By the same token, there are those who have been reflective, who have tried as best they can to separate out what they know was believed for purely cultural/context reasons, and have truly “owned” what they believe and can give well thought out reasons for those beliefs. Most of us who have been to college or lived outside the areas we were raised are made to do this. We are made to confront what are often nothing more than prejudices and taught (or we eventually learn) to own for ourselves what it is we truly believe. We may be right, we may be wrong—or a complex mix of both. But at least we own it. And by “owning” I don’t mean we have it all down and are done learning. The very opposite in fact. I simply mean we know what and why we believe what we do, at this stage of our learning and maturing, and can humbly articulate those things to some communicable degree.

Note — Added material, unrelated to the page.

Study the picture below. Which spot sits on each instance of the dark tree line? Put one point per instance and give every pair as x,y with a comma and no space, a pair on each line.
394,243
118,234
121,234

I think the people in this discussion have done that “owing.” I think it fairly intolerant and privileging to treat anyone in this group or elsewhere as if they were a part of the first group mentioned (those who “just” believe because…they “just” do). Unless they prove otherwise, I would like to extend to anyone that benefit of the doubt. I would also appreciate it being extended to me.
Regardless, and beyond this very basic respect issue, none of us should be committing the genetic fallacy of believing that the origin of a belief (whether theism, atheism, or empiricism) alonedetermines whether or not it is false—or whether or not we can say the evidence (consequences) of existence lends “weight” to one view over the other.